Kultur Überreste einer untergegangenen Kultur

Krefeld/Neersen · Der Krefelder Design-Professor Gerhard Hahn zeigt im Schloss Neersen archaisch anmutende Tonplastiken.

Ausstellung „Transitus“ des Krefelder Design-Professor Gerhard Hahn. Diese Installation heißt „Fluß“.

Ausstellung „Transitus“ des Krefelder Design-Professor Gerhard Hahn. Diese Installation heißt „Fluß“.

Foto: Bischof, Andreas (abi)

Gerhard Hahn ist seit 2002 Professor für Keramik-, Porzellan- sowie Glasdesign und Formgestaltung am Fachbereich Design der Hochschule Niederrhein. Seine Aktivitäten als Künstler hat er aber deswegen keineswegs aufgegeben. Dass er vor seinem Kunststudium in Düsseldorf auch noch eine Ausbildung zum Ingenieur absolviert hat, schlägt sich sinnfällig in seinen großformatigen Objekten nieder, die oftmals in Kooperation mit der Industrie entstehen. Die Ausstellung „Transitus“ in der Galerie des Schloss Neersen versammelt Arbeiten Hahns aus den letzten Jahren. Sie wird am Sonntag um 11 Uhr eröffnet.

Bremsscheiben und
Raumfahrzeuge

Ein zentrales Objekt der Ausstellung ist in der Firma Schunk Ingenieurkeramik in Willich entstanden. Die Firma besitzt weltweit den einzigen 3D-Drucker, in dem Siliciumcarbid zu Objekten geformt werden kann, die dann noch bei 1500 Grad Celsius gebrannt werden. Das extrem harte und hitzebeständige Material findet normalerweise Verwendung in den Hitzeschildern von Raumfahrzeugen oder bei Bremsscheiben. Hahn hat mit Hilfe eines Computers sein Objekt „Lord of the Lies“ („Herr der Lügen“) für die Herstellung im 3D-Drucker vorgeplant.

Der Korpus mit den Abmessungen 50 mal 35 mal 50 Zentimeter ergibt das Abbild eines Monitors, der sich allerdings aus einer Lamellenstruktur zusammensetzt. In die Lamellen eingebettet sind Aussparungen. Die Lamellen gewähren je nach Blickwinkel mehr oder weniger Durchblick durch das Objekt und auf die Aussparungen in ihm, so dass sich im Auge eines sich bewegenden Betrachters kein eindeutiges Bild ergibt. „Bildstörung“ heißt treffend der Titel der Serie, zu dem dieses Objekt gehört. Hahn zeigt in der Ausstellung auch noch zwei weitere Lamellenobjekte, diese hat er aber aus Ton gefertigt.
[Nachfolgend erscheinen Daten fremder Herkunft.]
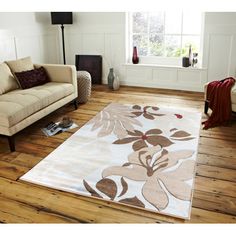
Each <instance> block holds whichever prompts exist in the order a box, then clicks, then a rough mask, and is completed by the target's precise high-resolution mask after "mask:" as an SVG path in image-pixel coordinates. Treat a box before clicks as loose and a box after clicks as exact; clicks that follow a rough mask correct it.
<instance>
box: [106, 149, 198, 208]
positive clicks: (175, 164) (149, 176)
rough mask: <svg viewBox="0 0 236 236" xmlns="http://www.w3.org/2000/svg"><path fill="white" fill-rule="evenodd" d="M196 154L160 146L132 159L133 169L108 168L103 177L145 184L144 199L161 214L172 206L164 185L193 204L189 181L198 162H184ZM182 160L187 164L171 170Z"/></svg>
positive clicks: (178, 197)
mask: <svg viewBox="0 0 236 236" xmlns="http://www.w3.org/2000/svg"><path fill="white" fill-rule="evenodd" d="M193 154H194V151H192V150H181V151H173V152H168V151H167V150H165V149H164V150H163V149H162V148H161V146H160V145H158V146H153V147H145V148H143V149H141V150H139V151H135V152H133V153H131V154H130V155H129V157H128V160H129V163H130V164H131V166H128V167H127V166H112V167H108V168H106V169H105V170H103V172H102V176H103V178H106V177H108V176H112V175H115V176H116V175H118V176H122V177H125V178H128V179H131V180H134V181H145V183H144V185H143V187H142V194H143V197H144V198H145V199H146V200H147V201H148V202H149V203H150V204H152V205H153V206H154V207H155V208H156V209H158V210H159V211H160V210H163V209H165V208H166V207H167V205H168V203H169V199H168V195H167V193H166V192H165V190H164V189H163V188H162V185H161V183H162V184H164V186H165V188H166V189H167V191H168V192H169V193H170V194H172V195H173V196H175V197H176V198H178V199H180V200H185V201H190V198H191V191H192V189H191V187H190V186H189V185H188V184H187V183H186V182H185V181H186V180H189V179H191V178H192V177H193V176H192V173H193V171H194V166H195V161H193V160H187V161H184V159H188V158H191V157H192V155H193ZM179 160H183V162H182V163H181V165H179V166H177V167H176V168H175V169H170V168H172V167H174V166H176V165H177V163H178V161H179ZM169 169H170V170H169Z"/></svg>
Die Serie „Was ist die Seele?“ aus dem Jahr 2014 zeigt lebensgroße Körperbilder, die sich aus mehreren Tontafeln zu Wandobjekten zusammensetzen. Von den Körpern sind nur die Silhouetten zu sehen. Die Objekte entstehen im Schwarzbrandverfahren. Dabei kommt es im Brennofen an nicht abgedeckten Stellen zu schwarzen Rußeinfärbungen, die Silhouetten hat Hahn vorher auf spezielle Weise abgedeckt. Sie heben sich dann grau und fast plastisch aus dem umgebenden Ruß ab.

Pyrografie (Feuerschrift) nennt Hahn die von ihm entwickelte Technik der Kombination von Schwarzbrand und Darstellung, die Objekte wirken archaisch, wie Überreste einer vergangenen Kultur. Bei den Silhouetten der Serie „Was ist die Seele?“ wird so die Assoziation geweckt, dass es sich um Schattenrisse von Toten handelt.

Die Wandarbeiten der Serie „Soma und Psyche“ (Körper und Geist, 2017) sind ebenfalls im pyrografischen Verfahren entstanden. Auf ihnen sieht man Hände, Schädelaufsichten und -querschnitte. Einritzungen und Lochbohrungen überlagern die Schattenbilder wie kryptische Zeichen. Ihre Unlesbarkeit steht im Gegensatz zur unmittelbaren Erfahrbarkeit der Bildgegenstände.

Auch auf diese Werke blickt man wie auf die Überreste einer untergegangenen Kultur. Im Grunde aber stellt sich Hahn und seinen Betrachtern mit diesen Objekten vielleicht auch die Frage, was von unserer gegenwärtigen Kultur übrig bleiben wird. Und damit bilden seine Werke keinen Rückblick, sondern vielmehr die Vorschau auf einen Rückblick, den andere in der Zukunft auf die heutige Zeit und uns heutige Menschen werfen könnten.